Grandmother had told her rice stories after that.  Many of them.  And let her come along during the harvest.  It was all so exciting that Christina would tremble and go breathless.  Everybody watching, waiting, praying and singing to the rice--that was what Christina liked best of all.  Everybody singing to the rice.  It was grand.  And waiting, waiting for just the right, fat, bulging pregnant moment and the slim, flat-bottomed boats gliding quietly through the rice.  And grandmother, all sleeved and covered, a blue bandanna on her head and a smooth pole in her hands knock, knocking the rice into the boat's bottom.  Careful, easy, easy on the plants.  And ducks everywhere noisily gathering their own harvest.

No, it was these memories that poked and got under her skin like the itchy chaff of green, unprocessed rice.  But then at some point, the magic just went out, like the warm air of an inflated balloon and the magic was flat.  Christina never could tell if the shift was inside (childhood ending) or if it happened outside, in the world.  But when the magic went flat, it seemed like the green good rice was really about green money to buy white wine.   Simple lines became hopelessly tangled without the magic;  ricing rights, over-full lakes and pollution drowning or choking the tender young plants.  Things just seem to go to shit and pretty soon all Christina could dream about was getting out, getting away from the dying reservation. 
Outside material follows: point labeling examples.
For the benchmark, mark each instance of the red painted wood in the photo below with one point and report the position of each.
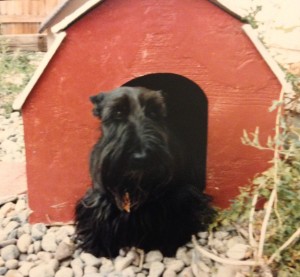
(118, 41)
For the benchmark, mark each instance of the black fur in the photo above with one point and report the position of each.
(137, 155)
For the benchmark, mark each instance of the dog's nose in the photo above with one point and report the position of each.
(139, 156)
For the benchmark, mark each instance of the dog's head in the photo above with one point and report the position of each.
(132, 161)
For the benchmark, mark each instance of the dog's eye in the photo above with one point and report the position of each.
(155, 115)
(119, 114)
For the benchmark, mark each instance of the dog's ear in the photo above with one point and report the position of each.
(97, 100)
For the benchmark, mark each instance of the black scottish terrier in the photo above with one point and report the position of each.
(139, 196)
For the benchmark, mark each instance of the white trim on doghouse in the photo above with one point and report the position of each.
(20, 100)
(253, 36)
(67, 21)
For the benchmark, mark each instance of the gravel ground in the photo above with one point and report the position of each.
(44, 251)
(38, 250)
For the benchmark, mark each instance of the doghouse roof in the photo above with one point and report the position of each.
(60, 34)
(62, 10)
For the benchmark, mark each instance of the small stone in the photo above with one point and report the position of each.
(12, 264)
(90, 269)
(38, 230)
(156, 269)
(129, 272)
(3, 270)
(27, 228)
(13, 273)
(54, 264)
(203, 235)
(221, 235)
(37, 246)
(44, 256)
(122, 262)
(32, 258)
(9, 252)
(238, 251)
(169, 273)
(154, 256)
(203, 267)
(64, 272)
(89, 259)
(25, 267)
(64, 232)
(41, 270)
(64, 250)
(23, 243)
(186, 272)
(174, 265)
(49, 242)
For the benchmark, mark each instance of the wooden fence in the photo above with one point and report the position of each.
(20, 21)
(23, 16)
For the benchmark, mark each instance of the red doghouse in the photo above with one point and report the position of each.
(106, 44)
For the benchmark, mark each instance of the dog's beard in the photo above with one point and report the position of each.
(136, 185)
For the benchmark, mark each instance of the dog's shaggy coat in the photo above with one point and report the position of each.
(138, 158)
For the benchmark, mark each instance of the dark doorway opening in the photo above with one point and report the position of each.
(187, 108)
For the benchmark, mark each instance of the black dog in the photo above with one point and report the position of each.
(139, 197)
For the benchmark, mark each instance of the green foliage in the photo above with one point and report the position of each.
(16, 69)
(285, 216)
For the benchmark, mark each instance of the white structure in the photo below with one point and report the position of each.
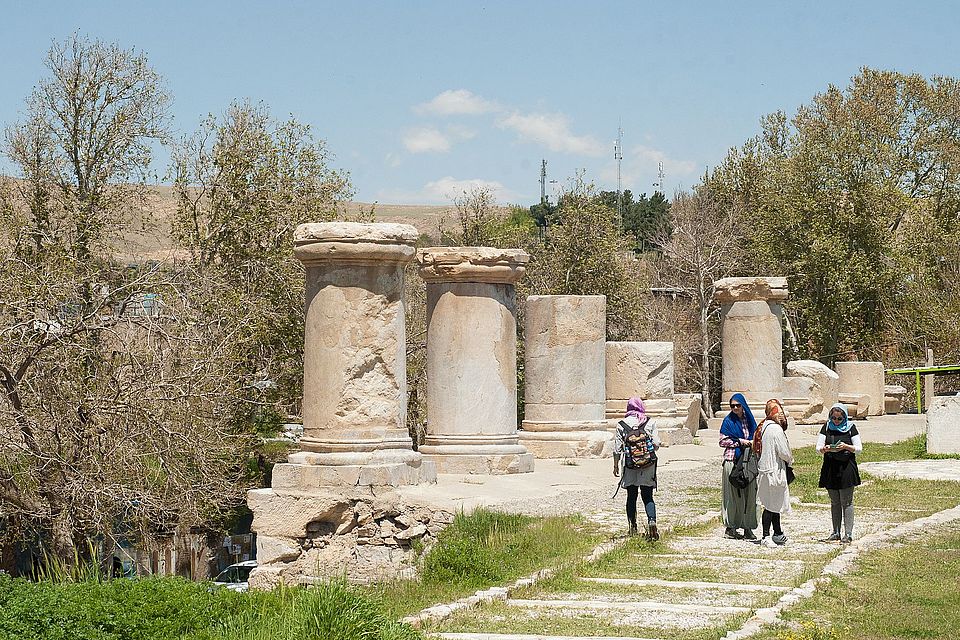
(472, 359)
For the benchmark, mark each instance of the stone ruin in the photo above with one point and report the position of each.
(564, 373)
(472, 360)
(752, 345)
(333, 507)
(646, 370)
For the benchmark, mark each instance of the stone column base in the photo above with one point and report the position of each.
(306, 471)
(587, 439)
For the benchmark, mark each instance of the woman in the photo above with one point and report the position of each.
(839, 442)
(772, 488)
(739, 505)
(642, 480)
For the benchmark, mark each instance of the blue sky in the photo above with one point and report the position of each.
(418, 100)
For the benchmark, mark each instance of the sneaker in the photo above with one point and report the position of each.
(652, 532)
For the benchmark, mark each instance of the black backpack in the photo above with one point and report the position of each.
(639, 451)
(745, 469)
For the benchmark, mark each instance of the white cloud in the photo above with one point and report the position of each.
(426, 140)
(457, 102)
(553, 131)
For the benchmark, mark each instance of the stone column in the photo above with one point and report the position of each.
(565, 377)
(752, 338)
(472, 359)
(354, 361)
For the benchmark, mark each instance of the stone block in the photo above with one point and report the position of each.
(568, 444)
(864, 378)
(822, 390)
(943, 425)
(858, 405)
(639, 369)
(272, 549)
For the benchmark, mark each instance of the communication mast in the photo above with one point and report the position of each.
(618, 156)
(659, 183)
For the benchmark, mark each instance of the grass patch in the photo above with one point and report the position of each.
(484, 549)
(908, 591)
(177, 609)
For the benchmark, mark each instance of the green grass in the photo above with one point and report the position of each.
(911, 590)
(918, 497)
(177, 609)
(485, 549)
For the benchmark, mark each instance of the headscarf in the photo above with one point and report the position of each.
(732, 426)
(844, 426)
(635, 409)
(775, 412)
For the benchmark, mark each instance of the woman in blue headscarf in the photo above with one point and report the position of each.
(739, 505)
(839, 442)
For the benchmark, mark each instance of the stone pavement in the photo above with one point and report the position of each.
(690, 583)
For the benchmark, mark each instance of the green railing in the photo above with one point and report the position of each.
(917, 372)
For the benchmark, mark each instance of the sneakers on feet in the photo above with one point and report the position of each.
(652, 532)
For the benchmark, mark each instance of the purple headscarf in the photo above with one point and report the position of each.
(635, 408)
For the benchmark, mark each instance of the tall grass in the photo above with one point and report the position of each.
(484, 549)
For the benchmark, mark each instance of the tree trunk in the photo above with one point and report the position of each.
(705, 391)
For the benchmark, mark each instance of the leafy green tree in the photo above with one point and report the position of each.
(112, 381)
(244, 181)
(855, 199)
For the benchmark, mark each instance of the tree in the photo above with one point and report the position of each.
(704, 244)
(855, 199)
(113, 381)
(243, 183)
(586, 255)
(84, 147)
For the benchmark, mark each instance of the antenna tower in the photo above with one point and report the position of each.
(543, 182)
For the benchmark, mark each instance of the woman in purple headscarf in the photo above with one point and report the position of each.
(739, 505)
(635, 462)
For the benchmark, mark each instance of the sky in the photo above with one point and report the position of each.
(420, 101)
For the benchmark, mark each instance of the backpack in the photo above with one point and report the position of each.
(745, 469)
(638, 447)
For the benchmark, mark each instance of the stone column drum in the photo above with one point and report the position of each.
(354, 378)
(752, 339)
(645, 370)
(472, 359)
(565, 377)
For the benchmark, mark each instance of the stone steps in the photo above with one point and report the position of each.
(681, 584)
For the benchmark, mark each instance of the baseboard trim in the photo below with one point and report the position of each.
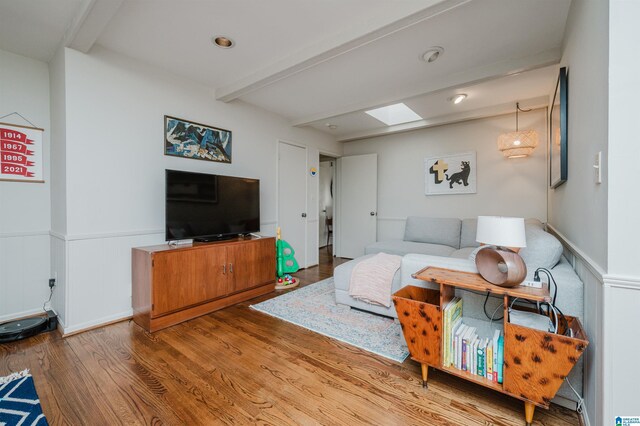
(593, 267)
(24, 234)
(91, 325)
(21, 315)
(628, 282)
(391, 219)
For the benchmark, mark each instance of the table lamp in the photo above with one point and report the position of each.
(501, 265)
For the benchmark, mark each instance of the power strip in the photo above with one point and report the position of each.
(534, 284)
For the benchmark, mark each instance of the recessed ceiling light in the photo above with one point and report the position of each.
(223, 42)
(394, 114)
(432, 54)
(456, 99)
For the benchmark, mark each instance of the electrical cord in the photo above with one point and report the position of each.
(44, 305)
(484, 308)
(536, 277)
(580, 406)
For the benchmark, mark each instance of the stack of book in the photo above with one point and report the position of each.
(465, 350)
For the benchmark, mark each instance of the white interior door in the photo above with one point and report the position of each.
(358, 204)
(325, 198)
(292, 198)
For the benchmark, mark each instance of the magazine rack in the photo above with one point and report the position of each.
(535, 362)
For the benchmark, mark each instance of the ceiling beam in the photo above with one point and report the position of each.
(468, 77)
(491, 111)
(358, 35)
(91, 19)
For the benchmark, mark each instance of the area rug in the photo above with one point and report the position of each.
(314, 308)
(19, 403)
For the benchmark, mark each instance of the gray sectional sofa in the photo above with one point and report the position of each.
(450, 243)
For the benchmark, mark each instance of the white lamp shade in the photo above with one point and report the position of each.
(501, 231)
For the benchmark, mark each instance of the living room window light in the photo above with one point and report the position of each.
(394, 114)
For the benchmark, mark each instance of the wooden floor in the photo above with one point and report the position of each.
(238, 366)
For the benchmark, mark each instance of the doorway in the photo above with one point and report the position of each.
(326, 204)
(292, 198)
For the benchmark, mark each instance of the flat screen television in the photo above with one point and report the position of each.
(207, 207)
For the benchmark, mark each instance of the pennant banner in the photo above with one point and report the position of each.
(20, 153)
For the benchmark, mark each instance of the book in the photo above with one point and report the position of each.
(452, 312)
(458, 342)
(471, 350)
(500, 361)
(452, 336)
(482, 347)
(489, 360)
(496, 336)
(466, 348)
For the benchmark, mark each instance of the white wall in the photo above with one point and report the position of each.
(622, 282)
(58, 185)
(325, 199)
(505, 187)
(579, 203)
(24, 207)
(578, 208)
(115, 169)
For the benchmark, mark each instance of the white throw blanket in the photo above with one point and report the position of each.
(371, 279)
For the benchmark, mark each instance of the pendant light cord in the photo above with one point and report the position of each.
(520, 109)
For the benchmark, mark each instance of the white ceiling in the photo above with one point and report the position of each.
(320, 61)
(35, 28)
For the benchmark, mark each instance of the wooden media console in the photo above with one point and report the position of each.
(172, 284)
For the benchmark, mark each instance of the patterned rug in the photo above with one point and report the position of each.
(19, 403)
(314, 308)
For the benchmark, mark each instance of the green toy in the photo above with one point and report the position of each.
(285, 260)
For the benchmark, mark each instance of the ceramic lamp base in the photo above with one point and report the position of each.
(501, 267)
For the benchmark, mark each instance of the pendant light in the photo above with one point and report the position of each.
(520, 143)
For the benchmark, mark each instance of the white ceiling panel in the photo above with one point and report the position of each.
(476, 36)
(176, 35)
(35, 28)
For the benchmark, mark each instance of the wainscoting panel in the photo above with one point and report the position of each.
(24, 274)
(620, 347)
(99, 279)
(591, 274)
(59, 272)
(390, 228)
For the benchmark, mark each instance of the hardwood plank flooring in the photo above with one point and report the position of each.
(239, 366)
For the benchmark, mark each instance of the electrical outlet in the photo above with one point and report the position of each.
(534, 284)
(597, 166)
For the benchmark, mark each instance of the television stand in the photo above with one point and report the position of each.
(172, 284)
(214, 238)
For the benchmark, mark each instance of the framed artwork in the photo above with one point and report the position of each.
(450, 174)
(21, 153)
(187, 139)
(558, 132)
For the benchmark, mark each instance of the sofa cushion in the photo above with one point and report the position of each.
(468, 233)
(433, 230)
(543, 250)
(401, 248)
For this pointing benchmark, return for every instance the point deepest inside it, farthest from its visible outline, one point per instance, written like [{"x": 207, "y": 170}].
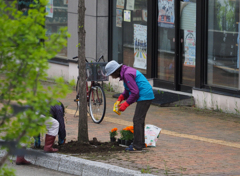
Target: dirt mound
[{"x": 94, "y": 146}]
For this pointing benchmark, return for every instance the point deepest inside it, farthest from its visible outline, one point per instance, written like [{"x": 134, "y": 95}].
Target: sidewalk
[{"x": 192, "y": 141}]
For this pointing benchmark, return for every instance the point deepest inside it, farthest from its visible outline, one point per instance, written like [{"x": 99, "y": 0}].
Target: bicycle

But for all of it, she couldn't stop being homesick for that dusty smell, or the taste of tender cooked dark rice with sugar and sweet cream for breakfast.  Or grandmother closing the door on her rice-fall.

There wasn't a way to skip over all the ugly stuff and get back to the good.  She wasn't a tiny girl anymore.  Grandmother was dead.  The whites were growing wild rice in man made marshes.  Tame wild rice!  As silly as this pilaf on her plate.  So much had changed...  

Or had it?  She was still Christina Day; still an Ojibwa from the Leech Lake Reservation.  The lakes, the forests, the people; not so much a location as a sound, a melody that played deep inside even while all the world was a crazy, cacophony of change. 

Christina had a powerful urge to sing a rice song, here, in the restaurant, with Dave and all the others looking on thinking probably that she had had too much white wine.  There was a glitter of perspective that made it all seem humorous and made her head light and fuzzy.  Her uncle had once been arrested for robbing the liquor store.  Him and a buddy had taken two gallons of white port wine, and then accidently dropped one of the gallons on the stoop as they were leaving.  The whole inner scene made her chuckle until Dave finally shut up and was looking at her in amazement.

Why does that seem funny, she wondered?  Maybe the weariness was from seeing such enormous panoramas of change from a tight, pinched vision, and holding, holding herself in a place she didn't want to be. .  She could still sing to the rice; a rice song all her own.  The spirits would hear.  She was sure of it.  Things change, times change, even lakes change; where rice once grew, now nothing.  But spirits don't change, songs don't change.

Christina hadn't changed.  That's what seemed so funny.  Not with all her colleging, and careering and careening around in an unfamiliar world.  It hadn't changed her at all.  Not a whit.  She was still Christina Day, her hands high in ceremony and the rice falling and splashing into the heaping sack.